Sending 10000000, 100-byte ICMP Echos to 172.16.2.2, timeout is 2 seconds:
!!!!!!!!!!!!!!!!!!!!!!!!!!!!!!!!!!!!!!!!!!!!!!!!!!!!!!!!!!!!!!!!!!!!!!
!!!!!!!!!!!!!!!!!!!!!!!!!!!!!!!!!!!!!!!!!!!!!!!!!!!!!!!!!!!!!!!!!!!!!!
!!!!!!!!!!!!!!!!!!!!!!!!!!!!!!!!!!!!!!!!!!!!!!!!!!!!!!!!!!!!!!!!!!!!!!
!!!!!!!!!!!!!!!!!!!!!!!!!!!!!!!!!!!!!!!!!!!!!!!!!!!!!!!!!!!!!!!!!
*Aug 1 09:50:08.876: %BFDFSM-6-BFD_SESS_DOWN: BFD-SYSLOG: BFD session ld:1 handle:1,is going Down Reason: DETECT TIMER EXPIRED
*Aug 1 09:50:08.876: %BGP-5-NBR_RESET: Neighbor 172.16.1.2 reset (BFD adjacency down)
*Aug 1 09:50:08.876: %BGP-5-ADJCHANGE: neighbor 172.16.1.2 Down BFD adjacency down
*Aug 1 09:50:08.876: %BGP_SESSION-5-ADJCHANGE: neighbor 172.16.1.2 IPv4 Unicast topology base removed from session BFD adjacency down.!!!!
!!!!!!!!!!!!!!!!!!!!!!!!!!!!!!!!!!!!!!!!!!!!!
*Aug 1 09:50:08.876: %BFD-6-BFD_SESS_DESTROYED: BFD-SYSLOG: bfd_session_destroyed, ld:1 neigh proc:BGP, idb:Ethernet0/0 handle:1 active!!!!!!!!!!!!!!!!!!!!!!!!!
!!!!!!!!!!!!!!!!!!!!!!!!!!!!!!!!!!!!!!!!!!!!!!!!!!!!!!!!!!!!!!!!!!!!!!
<...>
Success rate is 99 percent (22877/22878), round-trip min/avg/max = 1/1/70 ms
CLI vs Manager Behavior Summary
Here’s a quick comparison of what happens when a router reloads via CLI vs when it’s upgraded through the SD-WAN Manager:
Behavior | CLI reload | SD-WAN Manager Upgrade |
---|---|---|
BGP Session Handling | Session closed gracefully (TCP FIN) | Session remains open until timeout |
Route Withdrawal on Peer Router | Immediate | Delayed (until BGP hold timer expires |
Impact on Traffic | Minimal (instant failover) | High (traffic blackholed) |
Seen During Traditional Testing? | Yes | Often overlooked |
Can Be Mitigated with BFD? | Optional | Strongly recommended |
Time to Convergence (w/o BFD) | sub-second | Minutes |
Time to Convergence (with BFD) | sub-second | Sub-second |
This table highlights why BFD is not just a “nice-to-have” but a critical part of SD-WAN deployments.
Conclusion
his case study reveals an important and often overlooked aspect of failover behavior in Cisco SD-WAN: not all reboots are treated equally. While a manual reload cleanly terminates BGP sessions—prompting immediate rerouting—an upgrade triggered via SD-WAN Manager does not always signal the control protocols before going offline. This subtle distinction can cause traffic being blackholed for the full duration of the BGP hold timer.
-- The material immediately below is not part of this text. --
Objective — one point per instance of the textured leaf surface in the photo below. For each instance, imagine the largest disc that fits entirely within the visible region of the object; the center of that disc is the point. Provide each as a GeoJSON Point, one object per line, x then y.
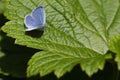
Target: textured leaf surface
{"type": "Point", "coordinates": [115, 47]}
{"type": "Point", "coordinates": [77, 32]}
{"type": "Point", "coordinates": [2, 6]}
This is where BFD becomes a key ally. By reducing failure detection times from minutes to sub-second, BFD ensures that routing protocols can adapt quickly—even in cases where the router doesn’t properly close sessions. Tying BFD to BGP sessions is a simple and effective way to harden your topology against these behaviors.
Moreover, this behavior isn’t limited to software upgrades. You may also encounter similar issues in other “silent failure” scenarios—for example:
- A fiber cut between peers that doesn’t result in a direct interface down.
- Indirect failures within the transport or switching infrastructure.
- A route processor (RP) swap
So, what’s the main takeaway? Don’t assume CLI behavior reflects all scenarios. Always test failover using the actual methods used in production—whether that’s a software upgrade or Manager-initiated task. And as a final recommendation, always deploy BFD. It’s a small investment with a big payoff.